Saviola wrote:Advantage of fread() is that you can read just a said amount of bytes from a line - you don't have to read the full file at once.
You can, yes, but that's not what you're doing. In the code you posted above, you're fread()'ing the entire file. And besides, for a CSV, why would you want to read a fixed number of bytes rather than entire lines at a time?
Since you're reading the entire file in your code above, I referenced [man]file_get_contents/man for this reason:
PHP Manual wrote:file_get_contents() is the preferred way to read the contents of a file into a string.
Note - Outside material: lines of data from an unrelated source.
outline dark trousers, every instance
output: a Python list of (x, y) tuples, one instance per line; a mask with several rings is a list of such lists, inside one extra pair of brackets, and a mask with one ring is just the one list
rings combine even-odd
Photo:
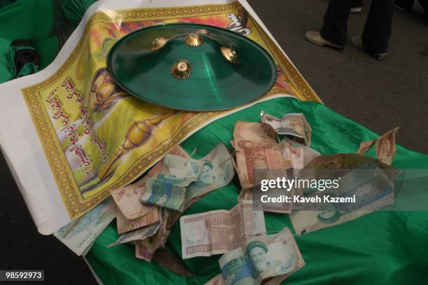
[[(350, 0), (330, 0), (324, 16), (321, 36), (338, 46), (348, 38)], [(372, 0), (362, 35), (364, 45), (372, 53), (386, 53), (391, 36), (394, 0)]]
[(350, 0), (351, 8), (359, 8), (364, 5), (364, 0)]
[[(419, 0), (420, 6), (428, 13), (428, 0)], [(415, 4), (415, 0), (395, 0), (395, 4), (406, 10), (411, 10)]]

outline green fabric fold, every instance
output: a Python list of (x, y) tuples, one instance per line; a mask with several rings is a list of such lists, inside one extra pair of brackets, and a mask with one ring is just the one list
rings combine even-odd
[[(219, 142), (231, 146), (236, 120), (259, 121), (260, 111), (280, 117), (302, 112), (312, 127), (311, 146), (323, 154), (356, 153), (361, 141), (378, 134), (324, 105), (291, 98), (259, 103), (219, 119), (192, 135), (181, 146), (188, 152), (198, 147), (199, 158)], [(392, 126), (394, 127), (394, 126)], [(373, 150), (369, 155), (374, 157)], [(397, 147), (397, 168), (427, 168), (428, 155)], [(237, 203), (239, 182), (216, 190), (195, 203), (185, 214), (230, 209)], [(292, 229), (287, 214), (265, 213), (268, 234), (283, 227)], [(220, 255), (197, 257), (183, 262), (195, 277), (181, 277), (155, 263), (135, 258), (134, 246), (107, 248), (118, 237), (112, 223), (86, 256), (105, 284), (201, 284), (220, 273)], [(422, 284), (428, 269), (428, 215), (425, 211), (378, 211), (357, 220), (301, 237), (296, 237), (306, 265), (291, 275), (287, 284)], [(179, 223), (172, 228), (166, 248), (181, 258)]]

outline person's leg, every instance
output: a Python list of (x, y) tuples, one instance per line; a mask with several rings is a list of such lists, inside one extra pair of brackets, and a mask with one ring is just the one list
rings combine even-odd
[(350, 0), (350, 12), (359, 13), (364, 5), (363, 0)]
[(419, 4), (422, 7), (425, 13), (428, 14), (428, 0), (419, 0)]
[(331, 43), (343, 46), (348, 37), (348, 18), (350, 9), (348, 0), (330, 0), (324, 16), (321, 36)]
[(415, 0), (395, 0), (395, 6), (400, 10), (409, 11), (415, 4)]
[(351, 8), (362, 7), (364, 5), (363, 0), (350, 0)]
[(383, 54), (388, 48), (391, 36), (394, 0), (372, 0), (362, 33), (364, 46), (371, 53)]

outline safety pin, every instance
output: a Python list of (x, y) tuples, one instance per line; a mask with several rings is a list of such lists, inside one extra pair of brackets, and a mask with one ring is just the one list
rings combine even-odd
[(198, 148), (196, 147), (193, 149), (193, 151), (192, 151), (192, 153), (190, 153), (190, 155), (189, 155), (189, 157), (187, 158), (187, 159), (186, 160), (186, 162), (185, 162), (185, 166), (187, 165), (187, 162), (189, 162), (189, 160), (190, 160), (190, 158), (192, 158), (192, 157), (196, 153), (196, 152), (198, 151)]

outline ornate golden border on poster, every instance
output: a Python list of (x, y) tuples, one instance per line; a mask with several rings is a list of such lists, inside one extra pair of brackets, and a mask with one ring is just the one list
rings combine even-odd
[[(205, 5), (181, 8), (159, 8), (97, 12), (89, 20), (79, 43), (61, 68), (52, 76), (44, 81), (22, 90), (24, 99), (28, 106), (46, 158), (71, 219), (85, 214), (92, 206), (98, 204), (100, 200), (107, 197), (112, 190), (126, 185), (134, 180), (150, 165), (164, 155), (174, 144), (178, 144), (189, 133), (200, 127), (201, 123), (211, 120), (220, 115), (227, 113), (227, 111), (205, 112), (199, 113), (192, 116), (178, 129), (171, 139), (164, 141), (152, 151), (142, 155), (114, 183), (106, 188), (104, 190), (90, 197), (83, 199), (80, 195), (78, 185), (69, 167), (55, 130), (50, 123), (46, 111), (43, 109), (40, 91), (56, 82), (78, 57), (78, 55), (81, 53), (84, 46), (84, 41), (87, 39), (89, 28), (96, 22), (111, 23), (115, 22), (115, 20), (121, 20), (122, 22), (144, 21), (153, 19), (167, 20), (224, 13), (241, 8), (242, 6), (238, 3), (235, 2), (225, 5)], [(259, 31), (261, 30), (261, 28), (258, 27), (255, 22), (254, 22), (254, 25)], [(273, 41), (267, 35), (265, 35), (264, 32), (260, 32), (259, 34), (271, 49), (276, 60), (284, 72), (286, 73), (286, 76), (290, 80), (293, 88), (297, 91), (297, 95), (300, 97), (299, 99), (321, 102), (306, 81), (294, 68), (294, 65), (280, 52)], [(284, 94), (284, 90), (274, 88), (265, 95), (264, 98), (278, 94)]]

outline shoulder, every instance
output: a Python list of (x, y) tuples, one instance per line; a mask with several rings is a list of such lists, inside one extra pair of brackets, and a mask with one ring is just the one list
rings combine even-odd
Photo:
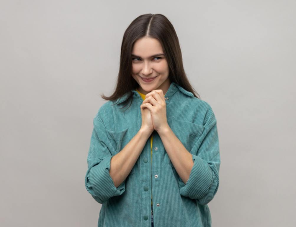
[(100, 121), (104, 125), (106, 128), (112, 128), (114, 122), (113, 108), (116, 108), (114, 102), (108, 101), (99, 108), (94, 119)]
[(195, 123), (205, 125), (216, 121), (213, 108), (208, 102), (194, 96), (186, 100), (186, 105), (194, 113)]

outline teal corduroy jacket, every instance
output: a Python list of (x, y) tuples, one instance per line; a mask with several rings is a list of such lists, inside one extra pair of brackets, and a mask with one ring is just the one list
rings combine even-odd
[(194, 165), (187, 181), (179, 177), (155, 131), (152, 162), (148, 139), (128, 175), (115, 187), (109, 172), (111, 158), (136, 135), (141, 124), (143, 100), (132, 91), (133, 102), (125, 111), (126, 107), (119, 108), (127, 93), (105, 103), (94, 119), (85, 185), (102, 204), (98, 226), (151, 226), (152, 193), (155, 227), (211, 226), (207, 204), (218, 190), (220, 164), (216, 119), (208, 103), (174, 82), (165, 95), (168, 98), (167, 118), (192, 155)]

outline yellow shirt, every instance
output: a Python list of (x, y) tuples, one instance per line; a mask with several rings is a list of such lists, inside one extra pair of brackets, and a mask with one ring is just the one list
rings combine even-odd
[[(140, 92), (139, 92), (138, 89), (136, 89), (136, 90), (140, 94), (140, 95), (141, 96), (141, 97), (142, 97), (142, 98), (144, 100), (145, 99), (145, 97), (146, 97), (146, 95), (143, 94), (141, 93)], [(151, 142), (151, 164), (152, 164), (152, 140), (153, 140), (153, 136), (151, 135), (151, 136), (150, 137), (150, 141)], [(152, 192), (151, 192), (151, 205), (152, 206)]]

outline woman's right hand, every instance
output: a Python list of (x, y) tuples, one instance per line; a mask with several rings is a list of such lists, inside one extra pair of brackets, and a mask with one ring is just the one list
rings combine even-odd
[(150, 111), (147, 107), (143, 107), (143, 103), (140, 106), (141, 109), (141, 115), (142, 117), (142, 125), (141, 129), (148, 133), (151, 134), (154, 131), (152, 123), (152, 118)]

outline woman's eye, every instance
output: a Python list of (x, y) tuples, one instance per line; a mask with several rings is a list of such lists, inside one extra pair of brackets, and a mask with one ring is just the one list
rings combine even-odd
[[(155, 58), (158, 58), (158, 59), (157, 59), (156, 60), (159, 60), (160, 59), (161, 59), (161, 57), (155, 57), (154, 58), (154, 59), (155, 59)], [(138, 60), (141, 60), (141, 59), (139, 58), (139, 57), (133, 57), (133, 58), (132, 58), (131, 59), (132, 59), (132, 60), (134, 60), (136, 61), (138, 61)], [(138, 60), (138, 59), (139, 59), (139, 60)]]

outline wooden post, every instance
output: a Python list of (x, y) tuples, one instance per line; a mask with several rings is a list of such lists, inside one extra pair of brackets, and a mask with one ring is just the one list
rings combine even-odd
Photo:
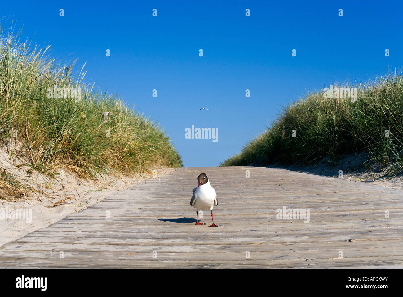
[(105, 111), (102, 113), (102, 121), (107, 122), (109, 119), (109, 112)]

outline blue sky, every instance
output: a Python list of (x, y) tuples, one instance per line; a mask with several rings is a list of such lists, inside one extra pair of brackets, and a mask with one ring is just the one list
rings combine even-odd
[[(219, 165), (307, 92), (401, 68), (401, 1), (189, 2), (2, 1), (0, 25), (78, 58), (73, 72), (86, 62), (87, 81), (159, 123), (187, 166)], [(218, 141), (185, 139), (192, 125)]]

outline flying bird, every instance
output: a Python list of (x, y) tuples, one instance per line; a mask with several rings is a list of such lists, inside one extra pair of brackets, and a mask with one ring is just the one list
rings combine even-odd
[(210, 209), (211, 211), (211, 220), (213, 224), (208, 226), (218, 227), (214, 224), (214, 220), (213, 220), (213, 207), (217, 206), (218, 204), (216, 190), (211, 186), (210, 182), (208, 181), (208, 178), (205, 174), (202, 173), (197, 176), (197, 180), (199, 181), (199, 185), (197, 188), (192, 190), (193, 196), (190, 199), (190, 206), (196, 209), (195, 225), (204, 225), (202, 223), (197, 221), (199, 208), (203, 210)]

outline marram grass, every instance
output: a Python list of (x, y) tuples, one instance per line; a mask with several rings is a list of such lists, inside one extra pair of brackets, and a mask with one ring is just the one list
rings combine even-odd
[(293, 102), (270, 128), (221, 165), (315, 165), (324, 158), (335, 161), (364, 152), (374, 163), (388, 165), (388, 174), (399, 174), (403, 171), (401, 73), (355, 87), (356, 102), (325, 99), (322, 90)]
[[(82, 69), (75, 77), (74, 63), (69, 67), (56, 63), (47, 54), (49, 47), (38, 48), (2, 32), (0, 37), (2, 149), (20, 144), (17, 153), (31, 168), (49, 174), (64, 168), (94, 181), (108, 172), (131, 174), (183, 166), (159, 126), (116, 96), (93, 90), (84, 82)], [(57, 98), (49, 91), (55, 86), (75, 88), (76, 95), (79, 90), (79, 100), (65, 94)], [(105, 112), (109, 119), (103, 121)], [(0, 190), (21, 189), (13, 180), (3, 172)]]

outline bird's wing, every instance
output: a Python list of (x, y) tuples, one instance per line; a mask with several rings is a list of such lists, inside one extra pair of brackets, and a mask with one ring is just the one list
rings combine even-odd
[(192, 196), (192, 198), (190, 199), (191, 206), (193, 206), (193, 205), (195, 204), (195, 201), (196, 201), (196, 195), (195, 195), (195, 192), (196, 191), (196, 189), (197, 188), (195, 188), (192, 190), (192, 192), (193, 192), (193, 195)]
[[(213, 188), (213, 190), (214, 190)], [(214, 206), (217, 206), (218, 205), (218, 199), (217, 198), (217, 193), (216, 192), (216, 190), (214, 190), (214, 193), (216, 194), (216, 198), (214, 199)]]

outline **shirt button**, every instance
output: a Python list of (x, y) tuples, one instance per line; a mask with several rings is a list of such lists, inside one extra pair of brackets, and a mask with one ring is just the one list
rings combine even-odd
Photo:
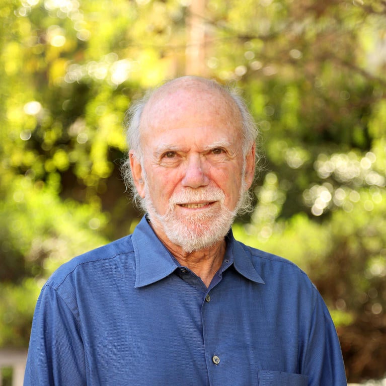
[(220, 358), (217, 355), (213, 355), (212, 357), (212, 361), (214, 364), (218, 364), (220, 363)]

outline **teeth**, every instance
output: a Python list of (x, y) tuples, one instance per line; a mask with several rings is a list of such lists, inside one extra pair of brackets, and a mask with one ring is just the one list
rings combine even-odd
[(203, 204), (181, 204), (181, 206), (183, 206), (184, 208), (202, 208), (206, 205), (207, 205), (206, 202)]

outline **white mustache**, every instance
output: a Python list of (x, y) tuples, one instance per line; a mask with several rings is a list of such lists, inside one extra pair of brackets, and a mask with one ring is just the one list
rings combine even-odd
[(202, 190), (185, 190), (174, 193), (169, 200), (169, 206), (173, 208), (176, 205), (202, 202), (223, 202), (225, 194), (218, 188), (206, 188)]

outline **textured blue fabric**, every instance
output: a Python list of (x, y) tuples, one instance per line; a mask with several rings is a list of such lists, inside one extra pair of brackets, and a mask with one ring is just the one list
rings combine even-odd
[(24, 382), (346, 384), (326, 305), (296, 266), (230, 231), (222, 266), (207, 288), (144, 217), (132, 235), (72, 259), (48, 280)]

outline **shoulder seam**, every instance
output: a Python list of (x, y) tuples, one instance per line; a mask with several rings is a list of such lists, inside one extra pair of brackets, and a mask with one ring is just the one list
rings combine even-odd
[(72, 271), (70, 271), (69, 272), (67, 275), (64, 276), (64, 277), (63, 278), (63, 280), (58, 284), (57, 284), (55, 286), (52, 285), (51, 284), (47, 284), (46, 283), (45, 285), (48, 286), (52, 288), (52, 289), (54, 289), (55, 291), (57, 291), (58, 288), (65, 281), (65, 279), (68, 277), (69, 275), (70, 275), (71, 273), (72, 273), (73, 272), (74, 272), (76, 269), (78, 268), (78, 267), (80, 267), (82, 265), (84, 265), (84, 264), (87, 264), (89, 263), (95, 263), (96, 261), (103, 261), (104, 260), (111, 260), (112, 259), (115, 259), (117, 256), (119, 256), (121, 255), (126, 255), (128, 253), (132, 253), (134, 252), (134, 248), (132, 249), (132, 250), (126, 251), (124, 252), (121, 252), (120, 253), (117, 253), (116, 255), (114, 255), (113, 256), (111, 256), (111, 257), (108, 258), (104, 258), (103, 259), (95, 259), (94, 260), (90, 260), (89, 261), (85, 261), (82, 263), (80, 263), (78, 264), (76, 264), (76, 265), (74, 267)]

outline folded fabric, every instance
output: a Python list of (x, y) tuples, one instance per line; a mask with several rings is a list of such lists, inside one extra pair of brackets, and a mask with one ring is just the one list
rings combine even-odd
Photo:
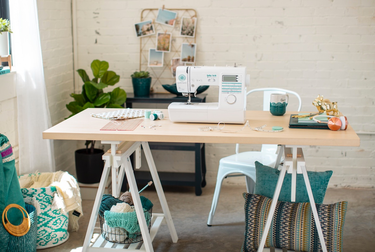
[(115, 110), (100, 114), (91, 113), (91, 116), (110, 120), (121, 120), (123, 119), (136, 118), (144, 116), (144, 110), (126, 108), (120, 110)]
[[(144, 208), (143, 211), (146, 210)], [(135, 211), (127, 213), (116, 213), (107, 210), (104, 212), (104, 219), (109, 226), (123, 228), (130, 234), (137, 232), (140, 230), (137, 214)]]

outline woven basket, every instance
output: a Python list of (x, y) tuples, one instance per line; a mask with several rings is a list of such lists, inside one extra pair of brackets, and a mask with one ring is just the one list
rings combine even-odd
[(26, 204), (25, 209), (28, 214), (31, 225), (26, 234), (15, 236), (7, 231), (2, 224), (0, 225), (1, 252), (34, 252), (36, 251), (37, 215), (35, 208)]
[(59, 209), (52, 210), (52, 202), (56, 187), (48, 186), (37, 188), (23, 188), (22, 185), (27, 183), (32, 174), (18, 176), (21, 191), (26, 202), (32, 202), (33, 197), (40, 206), (38, 214), (37, 249), (46, 249), (66, 242), (69, 238), (68, 231), (69, 215), (62, 213)]

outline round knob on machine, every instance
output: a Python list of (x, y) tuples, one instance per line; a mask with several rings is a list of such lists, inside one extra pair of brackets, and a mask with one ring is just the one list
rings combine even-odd
[(236, 98), (235, 96), (233, 94), (230, 94), (226, 97), (226, 102), (229, 104), (233, 104), (237, 100), (237, 98)]

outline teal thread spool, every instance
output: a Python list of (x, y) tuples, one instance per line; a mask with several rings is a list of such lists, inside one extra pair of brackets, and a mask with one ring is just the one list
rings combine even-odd
[(151, 114), (151, 111), (150, 110), (146, 110), (144, 111), (144, 118), (150, 119), (150, 115)]

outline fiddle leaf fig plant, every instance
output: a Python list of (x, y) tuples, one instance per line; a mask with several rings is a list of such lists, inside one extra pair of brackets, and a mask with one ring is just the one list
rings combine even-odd
[[(117, 87), (108, 93), (103, 91), (103, 88), (113, 86), (120, 81), (120, 76), (113, 71), (108, 71), (109, 68), (109, 64), (107, 62), (94, 60), (91, 63), (94, 78), (91, 80), (84, 70), (77, 70), (83, 81), (83, 85), (81, 93), (70, 95), (74, 100), (66, 104), (66, 108), (72, 112), (69, 117), (88, 108), (123, 108), (122, 105), (126, 100), (125, 90)], [(86, 141), (86, 149), (88, 151), (90, 143), (90, 148), (93, 153), (94, 141)]]

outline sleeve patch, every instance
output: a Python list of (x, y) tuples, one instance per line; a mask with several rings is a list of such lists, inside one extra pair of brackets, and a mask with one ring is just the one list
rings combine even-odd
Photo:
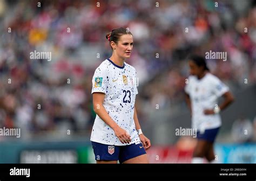
[(95, 87), (102, 87), (102, 80), (103, 79), (103, 78), (100, 77), (97, 77), (95, 78)]

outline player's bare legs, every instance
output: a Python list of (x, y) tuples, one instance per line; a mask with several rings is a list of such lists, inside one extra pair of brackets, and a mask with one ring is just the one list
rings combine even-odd
[(128, 159), (123, 163), (149, 163), (146, 154)]
[(97, 164), (117, 164), (117, 161), (96, 161)]

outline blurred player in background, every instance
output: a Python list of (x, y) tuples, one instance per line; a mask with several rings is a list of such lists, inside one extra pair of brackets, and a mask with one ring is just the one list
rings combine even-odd
[(96, 69), (92, 79), (97, 116), (91, 141), (95, 159), (97, 163), (147, 163), (145, 150), (151, 143), (142, 133), (137, 116), (136, 71), (125, 62), (131, 56), (132, 34), (121, 27), (106, 38), (112, 55)]
[[(191, 75), (185, 88), (186, 101), (198, 140), (192, 163), (203, 163), (204, 157), (210, 163), (216, 163), (213, 143), (221, 126), (219, 112), (233, 101), (233, 97), (228, 87), (209, 72), (203, 57), (192, 55), (188, 64)], [(217, 100), (220, 96), (224, 100), (218, 106)]]

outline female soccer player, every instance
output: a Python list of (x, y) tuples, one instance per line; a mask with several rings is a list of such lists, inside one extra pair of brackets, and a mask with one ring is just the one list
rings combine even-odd
[(95, 71), (92, 78), (93, 109), (97, 114), (91, 136), (97, 163), (147, 163), (150, 141), (142, 133), (135, 107), (135, 68), (125, 62), (133, 48), (126, 29), (106, 35), (112, 56)]
[[(209, 72), (205, 59), (196, 55), (190, 58), (191, 75), (185, 88), (186, 101), (192, 114), (192, 128), (197, 131), (197, 143), (192, 163), (203, 163), (204, 157), (217, 163), (213, 143), (221, 125), (219, 112), (226, 108), (233, 98), (228, 87)], [(217, 99), (224, 98), (219, 106)]]

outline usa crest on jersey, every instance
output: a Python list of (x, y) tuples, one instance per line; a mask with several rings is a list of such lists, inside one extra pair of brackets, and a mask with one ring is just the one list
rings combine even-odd
[(108, 152), (110, 155), (113, 154), (114, 152), (114, 146), (109, 146)]

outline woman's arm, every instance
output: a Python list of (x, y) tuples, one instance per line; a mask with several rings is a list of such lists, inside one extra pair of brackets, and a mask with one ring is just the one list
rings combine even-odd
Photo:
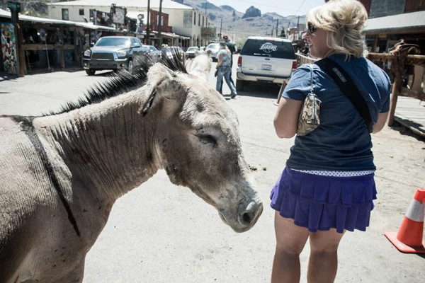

It will use memory mapping techniques if supported by your OS to enhance performance.
Saviola wrote:About fgetcsv(), i don't like at all to try to define the "optional" max length of the line..
Again, you'd be doing the same thing with fread() anyway, so why not?
Saviola wrote:This causes a problem on record 2
The problem isn't with fgetcsv(), because normal CSV formats denote a double quote as a way to explicitly enclose a given column's data where it might otherwise be ambiguous (e.g. if the data itself contained the delimiter character, you'd want to surround it with quotes).
So if you're expecting to read data like that, then yeah, you can't use fgetcsv() because it's not a proper CSV format.
Saviola wrote:Another Note that fgetcsv, at least in PHP 5.3 or previous, will NOT work with UTF-16 encoded files.
Considering that PHP 5 as a whole isn't unformly Unicode-friendly (that's what PHP 6 is for, supposedly), I don't really fault fgetcsv() for that shortcoming.
Saviola wrote:You can esay change this ... just have to change $fieldseparator
That's not what I meant. If you have properly formed CSV data, like so:
name,point,comment
John Smith,"38.222,43.666","Hi, friends!"
your code would give me 5 columns, whereas fgetcsv() would correctly give me 3.